Procurou um médico, que a diagnosticou com insônia crônica. Logo começou a tomar indutores do sono para ajudá-la no processo de adormecer. Não adiantou. Nove meses depois, ao perceber que não estava melhor, a estudante decidiu interromper as medicações, com medo de ficar dependente.

Hoje em dia, para facilitar a qualidade de um sono tranquilo e reparador, Rachel Angelo procura realizar atividades domésticas, praticar esportes, estudar para concursos públicos e sair com os amigos.

A insônia também é um pesadelo que Letícia Vitória, de 9 anos, enfrenta acordada. O quarto cor-de-rosa, a coleção de bonecas e os bichos de pelúcia, que trazem momentos de alegria e descontração, são testemunhas da briga da criança, de sorriso largo e cheio, com os lençóis.

A mãe, Patrícia Rodrigues, de 35 anos, acredita que a insônia de sua filha seja reflexo da hiperatividade. “Desde que Vitória chegou em casa, eu e meu marido notamos que ela era uma criança agitada, que não conseguia parar quieta”, disse, ao lembrar que já ficou até as três horas da manhã com a filha em seus braços devido à falta de sono da menina.
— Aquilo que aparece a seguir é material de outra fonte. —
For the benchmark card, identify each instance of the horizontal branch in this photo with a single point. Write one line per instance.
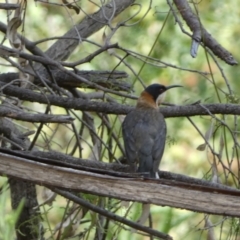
(108, 79)
(130, 189)
(9, 6)
(115, 108)
(30, 117)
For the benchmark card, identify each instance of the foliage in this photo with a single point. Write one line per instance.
(152, 33)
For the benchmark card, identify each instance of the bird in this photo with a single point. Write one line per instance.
(144, 131)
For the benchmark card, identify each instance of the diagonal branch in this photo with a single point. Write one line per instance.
(111, 215)
(158, 192)
(115, 108)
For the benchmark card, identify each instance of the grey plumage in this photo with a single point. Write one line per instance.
(144, 134)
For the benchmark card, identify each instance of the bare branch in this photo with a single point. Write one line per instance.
(200, 34)
(9, 6)
(115, 108)
(111, 215)
(44, 118)
(159, 192)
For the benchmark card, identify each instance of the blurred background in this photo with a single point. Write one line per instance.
(156, 35)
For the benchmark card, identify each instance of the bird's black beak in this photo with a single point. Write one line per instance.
(173, 86)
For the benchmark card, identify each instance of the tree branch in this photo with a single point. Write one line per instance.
(115, 108)
(200, 34)
(29, 117)
(159, 192)
(111, 215)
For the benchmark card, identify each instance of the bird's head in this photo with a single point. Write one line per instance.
(154, 95)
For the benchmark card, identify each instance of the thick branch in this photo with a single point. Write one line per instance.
(30, 117)
(130, 189)
(9, 6)
(111, 215)
(108, 79)
(114, 108)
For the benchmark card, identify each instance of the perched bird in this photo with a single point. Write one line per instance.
(144, 131)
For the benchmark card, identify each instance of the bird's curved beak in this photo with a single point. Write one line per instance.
(173, 86)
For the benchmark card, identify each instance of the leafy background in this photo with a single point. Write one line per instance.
(156, 35)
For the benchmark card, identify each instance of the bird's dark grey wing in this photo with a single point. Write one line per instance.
(128, 129)
(159, 143)
(139, 134)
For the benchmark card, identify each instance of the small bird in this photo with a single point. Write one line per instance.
(144, 131)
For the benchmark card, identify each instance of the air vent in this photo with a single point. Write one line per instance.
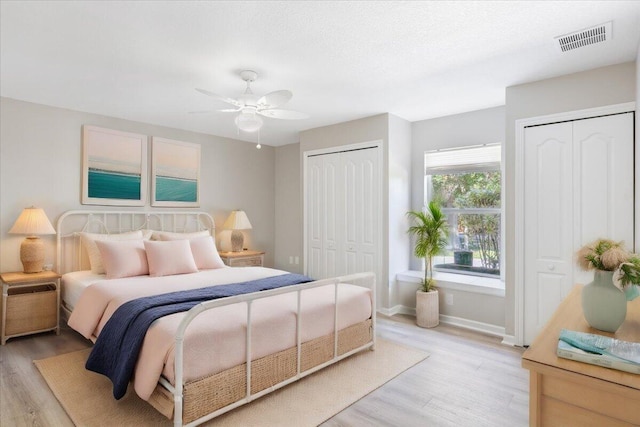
(598, 34)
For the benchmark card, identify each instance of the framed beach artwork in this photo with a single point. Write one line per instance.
(175, 173)
(114, 167)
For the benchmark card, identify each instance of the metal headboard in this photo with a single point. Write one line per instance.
(70, 255)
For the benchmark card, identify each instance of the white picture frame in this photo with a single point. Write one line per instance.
(114, 167)
(175, 173)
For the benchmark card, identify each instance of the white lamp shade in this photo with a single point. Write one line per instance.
(32, 221)
(237, 221)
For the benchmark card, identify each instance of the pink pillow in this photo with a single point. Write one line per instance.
(205, 253)
(124, 258)
(168, 235)
(171, 257)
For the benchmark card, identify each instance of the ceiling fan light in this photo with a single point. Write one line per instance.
(248, 121)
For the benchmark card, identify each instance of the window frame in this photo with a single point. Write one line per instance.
(476, 167)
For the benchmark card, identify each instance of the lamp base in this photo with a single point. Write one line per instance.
(237, 241)
(32, 254)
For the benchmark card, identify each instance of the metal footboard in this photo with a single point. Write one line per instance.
(361, 279)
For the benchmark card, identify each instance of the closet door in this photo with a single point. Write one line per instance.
(604, 179)
(361, 213)
(579, 179)
(343, 214)
(548, 214)
(324, 221)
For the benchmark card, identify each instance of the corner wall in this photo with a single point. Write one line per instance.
(288, 205)
(40, 164)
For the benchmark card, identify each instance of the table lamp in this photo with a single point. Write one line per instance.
(237, 221)
(32, 222)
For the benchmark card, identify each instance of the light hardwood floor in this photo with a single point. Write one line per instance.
(469, 380)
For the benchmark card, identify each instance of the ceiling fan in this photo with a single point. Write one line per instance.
(250, 107)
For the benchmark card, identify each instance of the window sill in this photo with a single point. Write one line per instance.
(459, 282)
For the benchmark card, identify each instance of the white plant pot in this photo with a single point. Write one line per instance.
(427, 309)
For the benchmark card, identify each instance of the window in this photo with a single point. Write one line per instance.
(467, 183)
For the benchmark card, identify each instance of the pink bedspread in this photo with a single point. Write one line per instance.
(215, 340)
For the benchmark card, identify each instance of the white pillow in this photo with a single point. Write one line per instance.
(123, 258)
(89, 242)
(167, 258)
(205, 253)
(168, 235)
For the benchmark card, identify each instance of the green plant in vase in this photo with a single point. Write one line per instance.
(616, 279)
(430, 230)
(608, 255)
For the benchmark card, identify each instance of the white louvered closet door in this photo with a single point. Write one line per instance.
(579, 186)
(343, 195)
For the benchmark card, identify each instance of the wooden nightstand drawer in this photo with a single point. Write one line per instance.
(243, 259)
(31, 309)
(30, 303)
(246, 262)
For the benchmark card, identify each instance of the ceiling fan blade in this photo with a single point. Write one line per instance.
(219, 97)
(226, 110)
(284, 114)
(275, 99)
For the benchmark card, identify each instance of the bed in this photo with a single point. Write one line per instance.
(195, 365)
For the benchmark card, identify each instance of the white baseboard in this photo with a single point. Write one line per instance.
(398, 309)
(473, 325)
(509, 340)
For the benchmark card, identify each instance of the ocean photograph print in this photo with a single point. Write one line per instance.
(114, 167)
(175, 173)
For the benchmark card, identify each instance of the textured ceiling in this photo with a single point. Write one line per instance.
(342, 60)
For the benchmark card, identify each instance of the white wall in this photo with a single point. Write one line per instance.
(594, 88)
(399, 188)
(40, 164)
(637, 219)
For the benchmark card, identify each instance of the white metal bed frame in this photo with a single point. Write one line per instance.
(187, 221)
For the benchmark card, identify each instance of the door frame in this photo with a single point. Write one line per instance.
(520, 126)
(379, 144)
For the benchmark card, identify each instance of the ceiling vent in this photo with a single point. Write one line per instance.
(597, 34)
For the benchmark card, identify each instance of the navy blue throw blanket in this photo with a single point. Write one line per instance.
(116, 350)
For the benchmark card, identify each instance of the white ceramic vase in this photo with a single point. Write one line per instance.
(427, 309)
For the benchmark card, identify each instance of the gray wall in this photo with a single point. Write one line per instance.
(40, 164)
(594, 88)
(288, 226)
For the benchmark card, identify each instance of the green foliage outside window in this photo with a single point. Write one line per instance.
(474, 190)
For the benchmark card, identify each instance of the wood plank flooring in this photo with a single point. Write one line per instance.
(469, 380)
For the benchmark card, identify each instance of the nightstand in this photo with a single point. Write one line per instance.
(30, 303)
(243, 259)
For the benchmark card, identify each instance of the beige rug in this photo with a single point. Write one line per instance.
(87, 398)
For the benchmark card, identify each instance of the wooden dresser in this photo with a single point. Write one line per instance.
(568, 393)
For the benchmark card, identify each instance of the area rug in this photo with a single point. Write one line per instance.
(87, 396)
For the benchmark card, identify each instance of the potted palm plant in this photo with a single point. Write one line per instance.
(430, 230)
Mas foi a partir do momento em que ela começou a ir à escola que o Transtorno de Déficit de Atenção e Hiperatividade – o TDAH – passou a ser mais evidente. Vitória não conseguia acompanhar a turma, tinha dificuldade de prestar atenção nos professores e realizar as tarefas. Além de não ser bem quista pelos colegas de classe e ter dificuldade de relacionamento.

Assim como Raquel, Letícia procurou ajuda. Hoje, sob a orientação de um neurologista, ela toma dois medicamentos para melhorar a qualidade de vida e ter sonhos alegres como qualquer outra criança de sua idade.

Dados da Organização Mundial de Saúde (OMS) afirmam que 50% da população mundial deve ter um episódio de insônia durante a vida. Entre os pacientes diagnosticados com insônia crônica, este número fica em torno de 10%.

Para a Associação Mundial de Medicina do Sono, a insônia é uma epidemia global que ameaça a saúde e qualidade de vida de até 45% da população mundial.

Tratamento e cuidados

O tratamento deve combinar medidas não farmacológicas e farmacológicas. As estratégias não farmacológicas incluem a higiene do sono e a terapia cognitiva e de conduta.

Em relação à higiene do sono, os pacientes são aconselhados a realizar exercícios físicos exclusivamente durante a manhã ou nas primeiras horas da tarde; evitar a nicotina, o álcool e as bebidas que contenham cafeína (café, chá, infusão de erva-mate e bebidas “cola”); providenciar que a cama, o colchão e a temperatura do quarto sejam agradáveis; regularizar a hora de deitar e levantar; utilizar o quarto só para dormir, e, em último caso, a utilização de medicamentos, pois, segundo o neurologista, podem causar dependência.